Later on Monday, I spent time with Direct Source President Brad Fick. Direct Source has made its mark as one of the premier store systems integrators in the retail space, and its LP expertise is one of its differentiators. In an age marked by retailers exploring the cross-disciplinary benefits of traditional LP technologies such as surveillance, Fick's company is well-positioned to help retailers realize the benefits of the convergence and integration of traditionally disparate technologies. The announcement that Direct Source is now offering the Next Level Security Systems (NLSS) product platform is another indicator that Fick and his company are committed to helping retailers run smarter through integration. The NLSS platform is designed to help retailers improve on many fronts by networking their security investments, enabling the correlation of security data from multiple subsystems including video management, access control, intrusion detection and video analytics. The browser-based NLSS platform allows Direct Source to offer its customers a single hardware and software solution that provides access to traditionally separate industry subsystems. It allows retailers to automate the provisioning and management of edge devices (cameras, DVRs, etc.) and access analytics-based reporting remotely and on mobile devices.

On the cash control front, Tellermate continues to innovate with its T-iX weight-based cash counting machine. Again, integration and automation are keys to the company's proposition – where traditional cash control devices have operated in stand-alone capacity, the T-iX features connectivity to retailers' back office IT systems, enabling the transfer of data directly to the back office for analysis. This feature allows retailers to identify and act on discrepancies before they become chalked up as loss. At a Tuesday morning meeting over breakfast, Tellermate's Elizabeth Veronneau agreed to detail the benefits of integrated retail cash management in an upcoming guest articles series. Stay tuned to retailsolutionsonline.com for those pieces.

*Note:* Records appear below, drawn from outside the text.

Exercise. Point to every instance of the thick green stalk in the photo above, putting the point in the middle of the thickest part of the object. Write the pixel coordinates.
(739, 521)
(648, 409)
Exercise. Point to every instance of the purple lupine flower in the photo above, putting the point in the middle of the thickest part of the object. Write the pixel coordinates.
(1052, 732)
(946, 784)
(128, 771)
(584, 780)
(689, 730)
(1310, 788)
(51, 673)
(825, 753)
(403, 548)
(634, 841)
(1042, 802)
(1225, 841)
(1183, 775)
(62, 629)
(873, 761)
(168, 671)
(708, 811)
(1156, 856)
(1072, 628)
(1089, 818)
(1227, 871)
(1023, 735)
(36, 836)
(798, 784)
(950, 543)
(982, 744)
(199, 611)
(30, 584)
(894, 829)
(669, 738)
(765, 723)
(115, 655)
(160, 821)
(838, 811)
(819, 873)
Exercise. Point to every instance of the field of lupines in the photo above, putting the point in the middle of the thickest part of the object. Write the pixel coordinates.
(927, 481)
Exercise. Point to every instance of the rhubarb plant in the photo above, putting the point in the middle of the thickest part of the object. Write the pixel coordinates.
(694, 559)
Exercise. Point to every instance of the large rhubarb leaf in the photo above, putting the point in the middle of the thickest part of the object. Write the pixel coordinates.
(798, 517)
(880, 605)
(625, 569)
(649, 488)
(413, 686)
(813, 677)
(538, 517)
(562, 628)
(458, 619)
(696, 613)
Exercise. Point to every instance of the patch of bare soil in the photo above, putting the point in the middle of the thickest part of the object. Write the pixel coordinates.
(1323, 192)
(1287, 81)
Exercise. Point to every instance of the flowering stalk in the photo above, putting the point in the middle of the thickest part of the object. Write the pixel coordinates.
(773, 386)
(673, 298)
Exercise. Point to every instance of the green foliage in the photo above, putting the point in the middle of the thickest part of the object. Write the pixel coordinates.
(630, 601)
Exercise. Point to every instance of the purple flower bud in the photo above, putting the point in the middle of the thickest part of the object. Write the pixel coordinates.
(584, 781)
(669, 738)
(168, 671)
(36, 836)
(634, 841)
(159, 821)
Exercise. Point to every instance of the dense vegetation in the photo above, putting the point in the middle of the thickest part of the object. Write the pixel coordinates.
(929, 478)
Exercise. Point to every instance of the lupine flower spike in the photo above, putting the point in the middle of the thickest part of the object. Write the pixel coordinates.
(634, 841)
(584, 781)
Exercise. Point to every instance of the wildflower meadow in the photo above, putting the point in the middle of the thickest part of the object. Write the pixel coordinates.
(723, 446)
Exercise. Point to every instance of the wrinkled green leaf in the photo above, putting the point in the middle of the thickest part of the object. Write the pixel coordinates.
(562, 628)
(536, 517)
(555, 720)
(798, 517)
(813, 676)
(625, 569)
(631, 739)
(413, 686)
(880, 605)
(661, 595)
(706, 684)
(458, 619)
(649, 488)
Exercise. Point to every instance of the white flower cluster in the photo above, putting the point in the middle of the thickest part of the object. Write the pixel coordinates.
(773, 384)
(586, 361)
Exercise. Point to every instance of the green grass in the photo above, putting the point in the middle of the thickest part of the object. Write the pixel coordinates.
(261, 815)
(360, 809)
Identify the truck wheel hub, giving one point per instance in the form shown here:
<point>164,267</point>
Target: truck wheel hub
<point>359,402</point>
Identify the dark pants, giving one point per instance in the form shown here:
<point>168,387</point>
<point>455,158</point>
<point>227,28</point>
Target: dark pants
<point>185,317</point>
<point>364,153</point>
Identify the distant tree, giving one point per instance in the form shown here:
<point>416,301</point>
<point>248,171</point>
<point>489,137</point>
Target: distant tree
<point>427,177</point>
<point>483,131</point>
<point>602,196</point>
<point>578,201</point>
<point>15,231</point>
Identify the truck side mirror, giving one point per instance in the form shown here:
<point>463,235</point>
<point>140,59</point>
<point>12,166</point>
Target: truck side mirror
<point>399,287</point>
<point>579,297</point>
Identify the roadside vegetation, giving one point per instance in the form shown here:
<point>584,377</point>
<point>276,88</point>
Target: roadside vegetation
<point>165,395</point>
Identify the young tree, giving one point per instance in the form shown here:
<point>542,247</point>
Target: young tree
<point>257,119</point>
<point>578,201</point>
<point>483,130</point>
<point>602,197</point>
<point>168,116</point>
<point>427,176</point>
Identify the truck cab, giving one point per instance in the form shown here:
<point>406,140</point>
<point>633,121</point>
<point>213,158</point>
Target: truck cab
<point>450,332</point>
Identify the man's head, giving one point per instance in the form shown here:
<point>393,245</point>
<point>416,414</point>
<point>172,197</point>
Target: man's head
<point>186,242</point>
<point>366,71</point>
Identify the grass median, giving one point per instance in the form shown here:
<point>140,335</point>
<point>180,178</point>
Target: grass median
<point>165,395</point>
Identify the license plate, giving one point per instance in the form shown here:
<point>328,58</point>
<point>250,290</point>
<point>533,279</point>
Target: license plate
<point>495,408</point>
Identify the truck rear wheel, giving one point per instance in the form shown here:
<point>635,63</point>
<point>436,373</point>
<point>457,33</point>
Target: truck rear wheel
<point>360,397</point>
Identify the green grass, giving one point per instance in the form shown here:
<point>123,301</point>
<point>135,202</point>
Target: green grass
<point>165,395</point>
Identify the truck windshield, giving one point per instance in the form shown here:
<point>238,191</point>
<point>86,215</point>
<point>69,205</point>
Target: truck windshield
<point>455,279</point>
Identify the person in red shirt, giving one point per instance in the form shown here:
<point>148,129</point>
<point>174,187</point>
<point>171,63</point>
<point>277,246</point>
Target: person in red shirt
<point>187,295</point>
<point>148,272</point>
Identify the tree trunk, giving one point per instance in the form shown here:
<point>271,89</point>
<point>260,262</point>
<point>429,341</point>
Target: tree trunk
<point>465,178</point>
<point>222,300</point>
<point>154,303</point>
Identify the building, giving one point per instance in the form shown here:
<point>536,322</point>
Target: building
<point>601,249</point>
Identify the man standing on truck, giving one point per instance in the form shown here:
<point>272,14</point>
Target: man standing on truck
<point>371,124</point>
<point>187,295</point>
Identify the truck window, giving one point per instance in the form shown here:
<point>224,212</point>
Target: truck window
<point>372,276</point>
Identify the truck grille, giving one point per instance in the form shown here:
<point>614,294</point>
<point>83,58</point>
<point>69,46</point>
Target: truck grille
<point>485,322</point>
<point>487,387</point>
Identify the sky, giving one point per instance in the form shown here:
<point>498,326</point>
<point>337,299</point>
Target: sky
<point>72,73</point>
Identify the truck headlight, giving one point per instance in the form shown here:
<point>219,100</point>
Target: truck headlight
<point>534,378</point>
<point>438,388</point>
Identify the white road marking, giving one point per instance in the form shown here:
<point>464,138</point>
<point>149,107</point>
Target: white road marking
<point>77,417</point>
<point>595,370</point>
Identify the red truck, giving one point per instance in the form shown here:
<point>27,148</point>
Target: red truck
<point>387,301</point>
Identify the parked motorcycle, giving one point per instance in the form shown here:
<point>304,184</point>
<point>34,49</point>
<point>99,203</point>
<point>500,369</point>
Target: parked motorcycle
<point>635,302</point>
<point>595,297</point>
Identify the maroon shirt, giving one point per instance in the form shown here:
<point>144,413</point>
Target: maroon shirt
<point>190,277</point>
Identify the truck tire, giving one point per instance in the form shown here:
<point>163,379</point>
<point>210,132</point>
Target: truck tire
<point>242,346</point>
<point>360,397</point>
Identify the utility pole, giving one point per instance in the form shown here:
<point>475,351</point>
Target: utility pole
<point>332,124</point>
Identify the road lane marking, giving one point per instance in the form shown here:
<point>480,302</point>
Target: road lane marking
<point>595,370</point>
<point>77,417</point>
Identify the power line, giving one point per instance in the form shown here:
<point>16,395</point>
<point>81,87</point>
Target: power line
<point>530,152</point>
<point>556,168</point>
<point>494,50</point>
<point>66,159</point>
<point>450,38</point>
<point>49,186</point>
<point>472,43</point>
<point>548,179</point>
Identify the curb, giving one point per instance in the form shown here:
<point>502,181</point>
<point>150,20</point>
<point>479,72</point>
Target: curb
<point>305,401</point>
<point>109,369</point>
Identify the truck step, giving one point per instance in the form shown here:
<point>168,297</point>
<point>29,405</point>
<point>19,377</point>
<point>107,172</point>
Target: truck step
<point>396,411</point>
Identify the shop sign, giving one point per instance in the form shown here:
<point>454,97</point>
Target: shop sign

The products on display at the ADT booth demonstrate the company's continued commitment to the cross-disciplinary benefits of integrated surveillance and security systems. Lee Pernice, director of retail marketing there, walked me through the company's latest hardware offerings. ADT is tying cameras, intelligent people counters, and both traditional and RFID-based EAS tags together to provide retailers with custom security, traffic, merchandising, and inventory intelligence. Some of the technology advances these integrated devices feature include stereo traffic analysis that enables, among other things, height and group discrimination in video-based traffic counting, and directional functionality of EAS tags that greatly reduces false alarms. Data from all of the above will be available for analysis via a single reporting portal.

Increasingly, logical and data security are falling under the auspices of retail LP and security departments, making the mitigation of risk to transaction data your concern. The prevalence of wireless networks in stores adds to the complexity of data security, but wireless intrusion prevention solutions (WIPS) provider AirTight Networks seeks to eliminate the risk of wireless network breaches. At the show, Mike Baglietto, director of product marketing there, announced that Modell's Sporting Goods had chosen the AirTight SpectraGuard WIPS to meet PCI DSS wireless scanning requirements and protect is Motorola WLAN infrastructure and wireless POS system from intrusion. Modell's recently invested heavily in its handheld wireless POS system, distributed across 147 locations. The SpectraGuard solution provides Modell's with automated protection, centralized management, and automated reporting. To underscore the threat, Tony Roman, director of network technology for Modell's, said that during the retailer's initial testing period at its headquarters, as many as ten violations of its corporate security policy were identified.